What is the difference between prototyping and production hardware?
In general, you can easily differentiate between prototype and production hardware based on these features:
Prototyping hardware is optimized for:
- Flexibility – usually breadboardable and has an open SIM card slot
- Affordability – low cost
- Modularity – compatibility with other hardware ecosystems
- Ease of use – can be setup in minutes and comes with tools
- Beginner audiences – content and examples optimized for beginners
Mass production hardware is optimized for:
- Reliability – Has SMT(surface-mount-technology) components, can withstand extreme temperatures, and comes with hardware warranties
- Manufacturability – pick and place machine ready
- High volumes – can be ordered through a wholesale store
- Ease of integration – should have complete product certifications
- Advanced audiences – comprehensive datasheets and application notes
Prototype & production hardware examples
For instance, Particle produces three basic kinds of hardware – Development kits (DKs), Evaluation kits (EVKs), and Mass production modules (MPMs). These are defined below:
Development kits (DKs)
Development kits are breadboard friendly and optimized for expandability, modularity, and ease-of-use. As a result, they can be used for scaling depending on the use case and application, but maybe best used as short term PoCs in friendly environments.
- Intended use – Useful for iterating/prototyping hardware and firmware systems quickly. It provides a quick start solution and gets an IoT project rolling.
- Features – USB connectivity, ecosystem of hardware accessories, breadboard-able headers, RGB status LED, on-board antenna, affordable costs
- Audience – Hobbyist developers, engineers very new to hardware
- Examples – Photon, Electron, Argon, Boron
Mass production modules (MPMs)
Mass production modules are optimized for deployment in a mass production product, not for development. These are the real deal, intended for deployment for 5-10 years in hostile environments and small spaces. These products have little utility until they are soldered into your end product.
- Intended use – Deployment in a mass production product
- Features – Certifications, hardware warranty and support, environmental robustness, optimized for size and manufacturability
- Audience – Companies manufacturing products at scale
- Examples – P0 / P1 / E SoM MPMs
MPM evaluation kits (EVKs)
MPM Evaluation kits are expansion boards for mass production modules and allow you to develop, iterate, and debug your IoT solution quickly and easily. In other words, they provide a friendlier development experience for mass production hardware solutions. They have a MPM soldered to them, and in many ways can act as a good reference design.
- Intended use – Companies designing a product for deployment at scale, companies iterating from DKs to MPMs. Useful for iterating and refining production firmware in the context of production hardware (MPMs).
- Features – Largest number of GPIO and peripherals, large/comfortable debugging-optimized board layout, application notes and professional documentation
- Audience – Professional engineers who are comfortable designing custom circuit boards, companies with intentions to deploy at scale
- Example – E SoM Evaluation Kit, T SoM Evaluation Kit
Other factors to consider when choosing IoT hardware
When you’re sourcing hardware for prototyping or production, you should also look at the platform, tools, and support that comes with it:
1. Consistent platform, infrastructure, firmware, and development tools
You’ll want to continue using the same cloud infrastructure and development tools as you scale.

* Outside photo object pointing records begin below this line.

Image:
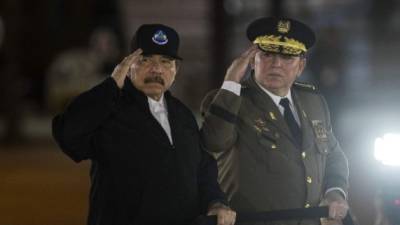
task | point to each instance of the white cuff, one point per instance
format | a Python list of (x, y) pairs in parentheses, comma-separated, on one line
[(337, 189), (232, 86)]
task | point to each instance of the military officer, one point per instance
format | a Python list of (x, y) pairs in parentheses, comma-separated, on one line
[(273, 136)]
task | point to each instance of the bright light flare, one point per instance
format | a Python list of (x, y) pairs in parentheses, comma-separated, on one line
[(387, 149)]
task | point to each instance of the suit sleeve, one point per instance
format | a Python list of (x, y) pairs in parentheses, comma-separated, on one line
[(210, 191), (337, 169), (218, 132), (74, 130)]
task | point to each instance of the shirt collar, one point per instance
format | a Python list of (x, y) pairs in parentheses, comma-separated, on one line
[(277, 98)]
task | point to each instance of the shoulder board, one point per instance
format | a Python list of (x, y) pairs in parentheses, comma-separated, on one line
[(305, 86)]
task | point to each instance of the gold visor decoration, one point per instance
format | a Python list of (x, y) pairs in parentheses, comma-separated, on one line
[(273, 43)]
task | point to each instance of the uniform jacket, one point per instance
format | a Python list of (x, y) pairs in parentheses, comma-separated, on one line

Switching between different hardware designs is enough of a task, you don’t want to carry this over to the software you are using. The same firmware application, when compiled on your DKs and MPMs, should perform exactly the same way. There should never be a need to tweak or modify the firmware application to get it running on a MPM.
2. Domain experts & support
When selecting a hardware-solution, it’s also important to consider the community surrounding it. Hardware solutions with limited adoption will have fewer resources available to aid you in development. For example, Particle’s development kits have a large developer community surrounding it, which makes it easier to find information and support when needed. If you’re deploying at scale, Particle also offers engineering services that help you build your IoT product from concept to market.
3. Ease of deployment
You want to be able to get your product up and running as quickly as possible. When sourcing hardware, check the articles and documentation that comes with it. Having these resources at the ready will make it easy for you to get your questions answered immediately.
The bottom line
When sourcing prototyping and production hardware, you want to examine its accessibility, affordability, integrations, and manufacturing features. Whether you’re prototyping or building a scalable IoT product, you want to choose hardware that offers a consistent platform environment and ease-of-deployment.